ZFS CIFS and ACL Inheritance
by Greg on Jul.24, 2009, under Networking, OpenSolaris, Security
This is just another one of those things that didn’t make any sense and only partially does now. At least NOW I know there is more at play here than the simple solutions in Samba using create mask and create directory mask. In Linux, that’s how I would get around the issues of Windows directory permissions running on a Linux SMB share.
Now, I am learning to do things the OpenSolaris way. I am loving OpenSolaris and ZFS! However, coming from a Linux and Windows “way of life”, there are some differences that just aren’t clear. What kills me is, I try the RTFM thing, and somehow completely miss that one little thing that makes it all work. Off topic, but an example, coming from Linux, I would just type “su” and get root access. In OpenSolaris, that won’t work. Neither will “pfexec su”, nor “sudo su”. Then one day, after dealing with it for a week or so, I stumble upon a post where someone in an unrelated sample script typed “pfexec su – root”. There ya go! Argh!
Anyway, back on the ZFS/CIFS/ACL thing. It was driving me nuts that I couldn’t figure it out. I wanted a folder with this setup:
/pool/sharefs – owner:greg – group:domusers
greg and domusers should have full control and all folders under “sharefs” should inherit that.
So under linux/samba, that’s where I would do like “create mask = 770″ or simlar, and “force create group = domusers”. Something like that, can’t remember exactly. made it simple actually. It always wrote files with the right perms and ownership and other people in that group could read/write just fine.
Problem is, you can’t get very specific about who get’s what, where, and you can’t use more than one group. Well, sure enough, there’s a thing called “ACL” that handles that stuff now. It’s been around for a while now, but I never even heard of it until I started using OpenSolaris. I like how it seems to be more compatible with the way Windows handles ACL’s. What I don’t like is, it’s confusing. I get the NTFS/Share perms in Windows, been doing that a long time now. The CIFS/ZFS ACL thing kind of makes sense, and it will “click” at some point the more I use it.
After spending hours on this, I reached a point where I had to figure it out. Here’s what I did.

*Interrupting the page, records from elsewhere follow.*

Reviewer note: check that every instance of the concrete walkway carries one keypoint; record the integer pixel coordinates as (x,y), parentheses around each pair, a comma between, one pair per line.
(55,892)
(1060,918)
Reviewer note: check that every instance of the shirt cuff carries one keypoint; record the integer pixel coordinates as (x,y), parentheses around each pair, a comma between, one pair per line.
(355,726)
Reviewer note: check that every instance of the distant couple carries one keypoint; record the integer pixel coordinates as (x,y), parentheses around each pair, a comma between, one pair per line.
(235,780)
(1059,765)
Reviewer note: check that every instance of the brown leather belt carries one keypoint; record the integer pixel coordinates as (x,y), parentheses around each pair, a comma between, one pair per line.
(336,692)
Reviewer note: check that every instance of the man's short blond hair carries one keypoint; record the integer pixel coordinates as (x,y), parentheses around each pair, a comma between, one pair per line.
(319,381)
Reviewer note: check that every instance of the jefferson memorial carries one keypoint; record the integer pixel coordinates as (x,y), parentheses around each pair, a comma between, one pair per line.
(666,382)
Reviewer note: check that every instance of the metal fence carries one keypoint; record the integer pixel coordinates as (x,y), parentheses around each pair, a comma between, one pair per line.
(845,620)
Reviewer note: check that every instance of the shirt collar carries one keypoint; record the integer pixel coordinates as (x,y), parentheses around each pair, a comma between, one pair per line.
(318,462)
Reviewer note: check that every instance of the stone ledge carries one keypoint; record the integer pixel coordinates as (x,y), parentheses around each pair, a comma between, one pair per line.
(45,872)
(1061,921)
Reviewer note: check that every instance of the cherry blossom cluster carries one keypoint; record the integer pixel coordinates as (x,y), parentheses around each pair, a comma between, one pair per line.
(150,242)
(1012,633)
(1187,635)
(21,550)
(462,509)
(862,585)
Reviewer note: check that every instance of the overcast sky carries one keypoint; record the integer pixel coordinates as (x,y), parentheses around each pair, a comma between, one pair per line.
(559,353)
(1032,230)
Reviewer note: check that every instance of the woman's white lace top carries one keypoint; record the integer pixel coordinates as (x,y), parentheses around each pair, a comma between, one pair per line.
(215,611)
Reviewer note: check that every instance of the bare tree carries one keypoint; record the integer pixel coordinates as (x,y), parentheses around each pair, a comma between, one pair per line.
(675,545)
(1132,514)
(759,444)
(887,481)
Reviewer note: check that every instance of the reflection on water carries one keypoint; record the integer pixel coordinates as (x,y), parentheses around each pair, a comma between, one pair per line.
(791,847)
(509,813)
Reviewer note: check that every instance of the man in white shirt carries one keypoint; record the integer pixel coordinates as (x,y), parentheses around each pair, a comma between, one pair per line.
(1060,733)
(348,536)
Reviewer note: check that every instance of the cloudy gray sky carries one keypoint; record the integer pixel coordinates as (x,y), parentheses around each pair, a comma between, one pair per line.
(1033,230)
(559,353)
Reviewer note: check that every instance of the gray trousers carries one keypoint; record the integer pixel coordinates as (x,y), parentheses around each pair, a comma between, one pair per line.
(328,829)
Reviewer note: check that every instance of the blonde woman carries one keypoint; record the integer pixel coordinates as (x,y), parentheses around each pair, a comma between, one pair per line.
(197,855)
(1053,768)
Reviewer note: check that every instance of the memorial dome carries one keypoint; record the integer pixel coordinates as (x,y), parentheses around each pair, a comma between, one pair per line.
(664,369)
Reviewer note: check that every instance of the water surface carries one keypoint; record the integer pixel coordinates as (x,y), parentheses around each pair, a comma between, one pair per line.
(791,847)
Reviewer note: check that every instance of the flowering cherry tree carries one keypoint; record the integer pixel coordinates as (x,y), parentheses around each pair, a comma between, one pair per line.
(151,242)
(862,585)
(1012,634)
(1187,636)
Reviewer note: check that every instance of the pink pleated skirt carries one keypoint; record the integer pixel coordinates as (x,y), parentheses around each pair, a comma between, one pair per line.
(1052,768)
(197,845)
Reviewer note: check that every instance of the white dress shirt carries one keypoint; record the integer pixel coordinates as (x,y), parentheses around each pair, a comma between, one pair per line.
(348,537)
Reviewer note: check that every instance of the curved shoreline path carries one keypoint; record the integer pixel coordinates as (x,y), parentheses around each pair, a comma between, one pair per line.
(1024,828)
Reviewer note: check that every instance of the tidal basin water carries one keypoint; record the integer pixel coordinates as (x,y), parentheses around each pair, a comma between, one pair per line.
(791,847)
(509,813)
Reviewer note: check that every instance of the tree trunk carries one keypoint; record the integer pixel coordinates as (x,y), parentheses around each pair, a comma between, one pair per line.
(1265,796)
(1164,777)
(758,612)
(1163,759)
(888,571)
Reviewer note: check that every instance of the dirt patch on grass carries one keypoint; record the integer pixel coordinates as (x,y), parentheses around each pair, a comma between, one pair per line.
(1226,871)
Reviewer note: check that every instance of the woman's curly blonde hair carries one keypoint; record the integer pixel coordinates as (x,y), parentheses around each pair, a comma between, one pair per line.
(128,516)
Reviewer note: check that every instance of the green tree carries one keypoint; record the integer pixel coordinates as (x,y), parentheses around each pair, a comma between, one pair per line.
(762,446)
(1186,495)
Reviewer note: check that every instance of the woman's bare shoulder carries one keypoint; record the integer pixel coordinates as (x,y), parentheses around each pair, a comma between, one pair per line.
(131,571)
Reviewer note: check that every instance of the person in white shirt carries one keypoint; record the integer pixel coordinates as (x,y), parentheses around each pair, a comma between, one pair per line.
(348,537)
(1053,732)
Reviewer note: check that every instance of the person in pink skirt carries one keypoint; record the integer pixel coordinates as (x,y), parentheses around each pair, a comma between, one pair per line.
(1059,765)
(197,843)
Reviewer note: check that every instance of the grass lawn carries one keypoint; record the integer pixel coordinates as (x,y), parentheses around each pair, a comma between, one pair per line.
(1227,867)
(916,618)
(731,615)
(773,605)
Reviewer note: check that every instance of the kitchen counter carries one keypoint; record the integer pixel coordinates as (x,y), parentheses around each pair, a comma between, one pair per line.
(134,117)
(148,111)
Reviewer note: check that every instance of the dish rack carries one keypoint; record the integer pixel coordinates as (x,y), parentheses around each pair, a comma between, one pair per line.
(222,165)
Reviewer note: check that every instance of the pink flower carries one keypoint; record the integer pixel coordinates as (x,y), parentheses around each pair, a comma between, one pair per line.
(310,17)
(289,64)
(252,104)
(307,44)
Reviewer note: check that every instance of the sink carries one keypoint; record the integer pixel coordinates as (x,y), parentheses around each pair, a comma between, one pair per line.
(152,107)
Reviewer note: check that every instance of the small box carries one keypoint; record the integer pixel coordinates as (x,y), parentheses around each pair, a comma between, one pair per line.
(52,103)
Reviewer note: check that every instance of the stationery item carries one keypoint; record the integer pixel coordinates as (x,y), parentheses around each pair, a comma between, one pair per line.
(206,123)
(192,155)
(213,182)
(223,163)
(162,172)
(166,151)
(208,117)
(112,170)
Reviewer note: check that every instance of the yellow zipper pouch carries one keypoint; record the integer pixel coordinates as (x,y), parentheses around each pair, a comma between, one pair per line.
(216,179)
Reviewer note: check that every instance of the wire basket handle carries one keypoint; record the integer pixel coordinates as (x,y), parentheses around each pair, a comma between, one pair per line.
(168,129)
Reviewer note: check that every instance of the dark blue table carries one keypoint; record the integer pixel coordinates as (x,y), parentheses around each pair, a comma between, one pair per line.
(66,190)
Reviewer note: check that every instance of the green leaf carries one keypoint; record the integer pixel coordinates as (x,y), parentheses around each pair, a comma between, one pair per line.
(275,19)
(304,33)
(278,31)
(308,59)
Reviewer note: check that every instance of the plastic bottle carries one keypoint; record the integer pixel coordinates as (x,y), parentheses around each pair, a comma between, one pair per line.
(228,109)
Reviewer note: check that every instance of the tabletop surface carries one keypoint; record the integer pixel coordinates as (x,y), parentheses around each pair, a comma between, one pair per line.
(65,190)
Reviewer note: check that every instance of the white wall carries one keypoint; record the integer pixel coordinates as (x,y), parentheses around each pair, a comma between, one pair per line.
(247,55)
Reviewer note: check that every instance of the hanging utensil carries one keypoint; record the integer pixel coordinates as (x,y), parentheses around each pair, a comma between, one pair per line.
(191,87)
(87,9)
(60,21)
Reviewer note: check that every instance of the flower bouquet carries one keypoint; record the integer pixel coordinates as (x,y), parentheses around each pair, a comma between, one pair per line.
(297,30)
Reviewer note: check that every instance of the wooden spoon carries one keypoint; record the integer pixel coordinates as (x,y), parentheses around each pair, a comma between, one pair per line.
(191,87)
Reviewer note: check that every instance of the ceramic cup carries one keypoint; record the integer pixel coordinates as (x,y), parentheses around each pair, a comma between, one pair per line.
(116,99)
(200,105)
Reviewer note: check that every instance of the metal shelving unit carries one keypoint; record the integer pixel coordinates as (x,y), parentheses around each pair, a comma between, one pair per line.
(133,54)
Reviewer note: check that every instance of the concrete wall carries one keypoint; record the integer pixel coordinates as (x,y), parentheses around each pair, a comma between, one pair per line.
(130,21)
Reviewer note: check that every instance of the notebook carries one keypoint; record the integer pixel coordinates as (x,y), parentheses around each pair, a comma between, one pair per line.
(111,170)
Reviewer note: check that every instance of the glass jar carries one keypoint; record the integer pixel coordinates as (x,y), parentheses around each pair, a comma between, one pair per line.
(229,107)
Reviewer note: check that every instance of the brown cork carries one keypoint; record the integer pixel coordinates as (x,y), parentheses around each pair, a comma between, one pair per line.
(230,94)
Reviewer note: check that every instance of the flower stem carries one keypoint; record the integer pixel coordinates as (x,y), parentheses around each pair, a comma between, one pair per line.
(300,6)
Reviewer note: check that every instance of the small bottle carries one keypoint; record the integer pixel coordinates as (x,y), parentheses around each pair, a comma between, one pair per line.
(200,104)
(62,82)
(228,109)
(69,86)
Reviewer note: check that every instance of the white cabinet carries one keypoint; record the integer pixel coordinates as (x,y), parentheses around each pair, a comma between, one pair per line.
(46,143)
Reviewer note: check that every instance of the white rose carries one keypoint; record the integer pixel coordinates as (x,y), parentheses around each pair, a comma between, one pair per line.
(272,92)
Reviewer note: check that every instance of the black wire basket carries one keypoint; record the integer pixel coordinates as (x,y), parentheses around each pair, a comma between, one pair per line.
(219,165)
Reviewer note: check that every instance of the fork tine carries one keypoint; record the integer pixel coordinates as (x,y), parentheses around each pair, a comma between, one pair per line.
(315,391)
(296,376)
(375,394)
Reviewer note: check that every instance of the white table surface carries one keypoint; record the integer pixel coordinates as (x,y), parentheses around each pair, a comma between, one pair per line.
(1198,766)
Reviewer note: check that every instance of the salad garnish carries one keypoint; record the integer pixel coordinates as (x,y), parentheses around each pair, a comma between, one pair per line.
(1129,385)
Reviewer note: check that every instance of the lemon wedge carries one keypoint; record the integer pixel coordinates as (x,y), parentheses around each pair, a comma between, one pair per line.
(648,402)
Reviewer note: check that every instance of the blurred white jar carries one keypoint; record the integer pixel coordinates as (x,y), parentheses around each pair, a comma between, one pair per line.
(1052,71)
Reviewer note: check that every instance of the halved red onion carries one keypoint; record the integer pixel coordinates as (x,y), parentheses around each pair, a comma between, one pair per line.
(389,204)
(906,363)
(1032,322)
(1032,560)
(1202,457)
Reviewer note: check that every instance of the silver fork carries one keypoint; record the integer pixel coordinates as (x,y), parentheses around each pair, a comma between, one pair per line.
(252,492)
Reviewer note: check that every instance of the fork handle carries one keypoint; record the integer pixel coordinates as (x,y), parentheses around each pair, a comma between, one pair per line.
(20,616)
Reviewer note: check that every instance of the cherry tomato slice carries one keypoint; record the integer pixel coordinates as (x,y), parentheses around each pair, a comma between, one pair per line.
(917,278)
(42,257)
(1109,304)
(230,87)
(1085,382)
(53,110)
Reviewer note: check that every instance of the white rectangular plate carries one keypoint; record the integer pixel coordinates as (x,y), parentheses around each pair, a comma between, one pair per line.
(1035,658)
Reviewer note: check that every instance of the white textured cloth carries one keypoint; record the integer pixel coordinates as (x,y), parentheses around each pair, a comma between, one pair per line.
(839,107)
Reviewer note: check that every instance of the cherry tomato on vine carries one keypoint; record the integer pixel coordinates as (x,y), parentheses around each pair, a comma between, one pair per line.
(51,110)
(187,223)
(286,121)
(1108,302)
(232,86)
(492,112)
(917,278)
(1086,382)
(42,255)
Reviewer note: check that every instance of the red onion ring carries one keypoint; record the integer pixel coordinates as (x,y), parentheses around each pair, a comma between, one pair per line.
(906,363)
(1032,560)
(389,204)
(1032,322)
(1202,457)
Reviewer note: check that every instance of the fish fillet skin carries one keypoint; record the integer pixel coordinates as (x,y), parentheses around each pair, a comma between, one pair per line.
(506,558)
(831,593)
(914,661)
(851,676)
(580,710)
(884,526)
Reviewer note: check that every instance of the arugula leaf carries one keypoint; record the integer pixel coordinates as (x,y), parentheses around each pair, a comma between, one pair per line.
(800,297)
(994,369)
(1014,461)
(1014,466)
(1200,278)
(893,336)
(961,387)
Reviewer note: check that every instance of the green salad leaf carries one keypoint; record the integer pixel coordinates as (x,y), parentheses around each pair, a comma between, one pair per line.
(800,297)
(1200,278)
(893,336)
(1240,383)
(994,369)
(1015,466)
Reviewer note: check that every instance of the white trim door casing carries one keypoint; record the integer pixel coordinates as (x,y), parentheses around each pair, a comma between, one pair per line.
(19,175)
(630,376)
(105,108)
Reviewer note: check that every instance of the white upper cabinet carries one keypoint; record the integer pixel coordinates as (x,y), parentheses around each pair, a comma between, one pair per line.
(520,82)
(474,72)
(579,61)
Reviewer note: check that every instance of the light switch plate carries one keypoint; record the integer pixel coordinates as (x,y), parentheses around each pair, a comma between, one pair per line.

On the ZFS file system, create it normally for SMB access. Then I changed some properties for aclinherit and aclmode. Change those to “passthrough”:
zfs set -o aclinherit=passthrough -o aclmode=passthrough pool/sharefs
Then chmod/chown. OH! That’s another thing. You need to use /bin/chmod and /bin/ls! Not just type: chmod … That wont work. In OpenSolaris the default path points to /usr/gnu/bin/chmod, which doesn’t have the “A” or “V” options to set/view ACL’s. That was another thing that DROVE ME CRAZY!!! I read the man pages and manuals and docs online and I didn’t catch anything that said, “Hey, there are different versions of chmod and ls here!” I can’t believe the time wasting here! Back to the point, do this to put your own default perms on:
/bin/chmod 2774 /pool/sharefs (I actually am not positive that is needed, but I think it set group as inheritable) /bin/chmod -R A- /pool/sharefs (that will wipe out the current perms) /bin/chmod -R A=owner@:full_set:fd:allow /pool/sharefs (resets perms with only that acl) /bin/chmod -R A+group@:full_set:fd:allow /pool/sharefs (that appends the group perms, full control) /bin/chmod -R A+everyone@:read_set:fd:allow /pool/sharefs (above appends everyone read access)
In all the above that will preset INHERITABLE permissions for the subdirectories. Notice above there is one with “A=” on it? That will reset the perms and set only that perm. So I guess you may not even need the previous line for “A-” to reset. (I am just learning here ya know!)
It looks as if that makes a little sense now. You can view the current ACL’s like so: ”/bin/ls -V /pool/sharefs”
In my case, I might want to add another user or group:
/bin/chmod -R A+user:stacy:full_set:fd:allow /pool/sharefs /bin/chmod -R A+group:othergroup:full_set:fd:allow /pool/sharefs /bin/chmod -R A+group:yetanothergroup:read_set:fd:allow /pool/sharefs
So with this setup I can now open the share on the server and create a file or folder with inherited permissions. It does, however, save my username as a new owner, so keep that in mind. But if the group stays in there with “domusers” as full read/write access, I am happy.
Well, now I get it just a little and it makes more sense compared to Windows ACL’s. I didn’t go over any share specifics and authentication issues, this was just ACL’s! I still have to RTFM my way around that for a while. Next project, join OpenSolaris to a Windows domain. (Which, BTW, does not work in NT Domain style connections, you have to use Active Directory.)